Мальчику многое пришлось увидеть своими глазами, о чем иные узнают
лишь по книгам да от мудрых наставников своих. Во Пскове княжич бегал по
улицам ремесленного окологородья, часами, морщась от жара, простаивал в
кузнях, бывал у замочников, секирников, шорников, седельных или щитных
мастеров; дирался со сверстниками на посаде, дважды едва не утонул,
перебираясь в ледоход через Великую, не пораз падал с лошади на полном
скаку, а воротясь с улицы, весь исцарапанный и в ушибах, садился за
псалтырь, а потом и за <Историю> Малалы. Архидиакон псковского крома учил
мальчика греческому, и к двенадцати годам Федор уже читал Омировы
<Деяния>, <Александрию> и труды Златоуста, Пселла и Григория Великого.
Дома были речи и споры бояр, послы иноземные, и не один раз мальчик
незамеченным просиживал в думной палате, слушая витиеватые речи с
уклончивыми и цветистыми оборотами, и всем своим юным разумом, а больше по
выражению лиц, по невзначай брошенному взору или мановению руки старался
понять, о чем говорят и чего хотят эти взрослые важные мужи в дорогих
одеждах.
Всех сыновей у князя Александра было пятеро, да две дочери родились
им вослед (последняя уже в Твери). Но дружить Федя мог только со вторым
своим братом, Всеволодом, - прочие были еще слишком малы. С ним они лазали
по башням крома, рискуя сверзиться вниз, проходили по неохватным
переводинам под кровлями костров. У них и место было свое избрано: противу
крома на крутосклоне Гремячьей горы, почти под самою башней, близ моста
через Пскову. Ископана пещерка малая, и ключик родниковой воды близ нее -
своей, заветной. И там оба отрока просиживали, таясь ото всех; судили
взрослых, рассказывали друг другу разные тайности, приносили детские
клятвы один другому. Подрастая, Федор все реже посещал ихнюю пещерку,
вызывая тем ревность у Всеволода, но в этот день, когда решилась судьба
его поездки в Орду, он сам вызвал брата на старое место и ломающимся
баском поведал тому, что едет, быть может - на смерть!

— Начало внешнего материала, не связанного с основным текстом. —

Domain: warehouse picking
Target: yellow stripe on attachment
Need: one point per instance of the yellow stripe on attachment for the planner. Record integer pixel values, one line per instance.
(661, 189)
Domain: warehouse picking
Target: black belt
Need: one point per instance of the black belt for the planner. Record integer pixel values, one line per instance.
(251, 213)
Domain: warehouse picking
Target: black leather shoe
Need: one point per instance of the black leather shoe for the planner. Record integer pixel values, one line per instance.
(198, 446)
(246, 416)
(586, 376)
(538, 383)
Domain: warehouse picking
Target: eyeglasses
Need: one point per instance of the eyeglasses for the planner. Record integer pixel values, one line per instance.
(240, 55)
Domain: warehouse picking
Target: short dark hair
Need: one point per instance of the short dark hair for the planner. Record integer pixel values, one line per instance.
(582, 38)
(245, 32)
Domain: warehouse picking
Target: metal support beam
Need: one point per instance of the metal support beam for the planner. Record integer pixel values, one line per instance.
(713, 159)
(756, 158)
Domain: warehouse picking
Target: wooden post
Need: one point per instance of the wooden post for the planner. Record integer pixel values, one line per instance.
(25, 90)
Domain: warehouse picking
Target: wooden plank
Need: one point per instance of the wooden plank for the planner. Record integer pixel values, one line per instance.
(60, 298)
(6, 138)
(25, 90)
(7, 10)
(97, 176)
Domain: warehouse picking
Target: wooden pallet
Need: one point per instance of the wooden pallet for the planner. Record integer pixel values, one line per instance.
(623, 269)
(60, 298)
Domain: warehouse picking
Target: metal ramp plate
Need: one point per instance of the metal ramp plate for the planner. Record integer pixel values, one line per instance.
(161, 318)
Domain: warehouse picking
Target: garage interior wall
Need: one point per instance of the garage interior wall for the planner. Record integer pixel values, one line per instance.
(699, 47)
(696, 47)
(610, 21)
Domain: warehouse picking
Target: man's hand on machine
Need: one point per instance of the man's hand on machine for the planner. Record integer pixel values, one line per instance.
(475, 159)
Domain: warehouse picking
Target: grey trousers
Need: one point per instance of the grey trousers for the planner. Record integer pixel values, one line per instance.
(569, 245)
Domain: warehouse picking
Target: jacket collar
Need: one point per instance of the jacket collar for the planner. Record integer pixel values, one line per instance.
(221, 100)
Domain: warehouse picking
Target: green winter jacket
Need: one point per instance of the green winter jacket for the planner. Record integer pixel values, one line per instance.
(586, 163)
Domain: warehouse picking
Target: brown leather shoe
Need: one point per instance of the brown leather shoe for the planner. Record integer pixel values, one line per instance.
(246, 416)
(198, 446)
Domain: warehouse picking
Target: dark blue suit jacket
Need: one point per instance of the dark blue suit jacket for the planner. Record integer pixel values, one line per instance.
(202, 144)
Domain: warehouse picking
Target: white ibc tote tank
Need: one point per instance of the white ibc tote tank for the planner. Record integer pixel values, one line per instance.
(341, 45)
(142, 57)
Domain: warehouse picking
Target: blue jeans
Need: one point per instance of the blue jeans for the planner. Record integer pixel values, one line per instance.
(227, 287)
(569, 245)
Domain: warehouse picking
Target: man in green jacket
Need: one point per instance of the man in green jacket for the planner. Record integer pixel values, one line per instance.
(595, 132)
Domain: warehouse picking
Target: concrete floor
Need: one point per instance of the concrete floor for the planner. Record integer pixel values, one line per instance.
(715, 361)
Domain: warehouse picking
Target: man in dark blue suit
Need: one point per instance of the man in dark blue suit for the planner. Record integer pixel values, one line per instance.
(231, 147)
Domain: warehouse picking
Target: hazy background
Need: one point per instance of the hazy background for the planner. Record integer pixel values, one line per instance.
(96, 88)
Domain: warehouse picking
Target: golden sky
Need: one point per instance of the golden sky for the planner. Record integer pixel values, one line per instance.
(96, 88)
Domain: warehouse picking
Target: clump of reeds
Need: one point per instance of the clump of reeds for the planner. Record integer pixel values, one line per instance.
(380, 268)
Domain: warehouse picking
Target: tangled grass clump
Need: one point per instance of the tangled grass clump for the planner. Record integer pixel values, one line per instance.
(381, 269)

Всеволод вздрогнул, прижался к брату:
- Как же ты?
Федор смотрел, раздувая ноздри, прямо перед собой:
- Меня будут мучить! Но я все равно не покорюсь! Умру, как дедушка!
(Житие Михаила Святого они читали оба не пораз и затвердили, почитай,
наизусть.) А ты, - он сжал до боли плечо брата, - поклянись, что бы со
мной ни створилось... Нет! Повторяй за мной: <Честным крестом и пресвятой
матерью Богородицей клянусь: егда погибнет брат мой старейший в Орде, не
ослабну духом и не престану побарать на враги своея и град наш отчий,
Тверь, ворочу под руку свою, како было при деде нашем, святом, великом
князе Михаиле!>
Всеволод, бледнея, повторил клятву.
- Аминь! - хором заключили отроки. Помолчав, Федор, насупясь,
добавил:
- А егда с тобою что ся створит, то передай клятву Мишутке, он как
раз подрастет тогда, понял?
Всеволод молча кивнул головой.
- Ну и... посидим так!
Братья обнялись. Наступило долгое безмолвие.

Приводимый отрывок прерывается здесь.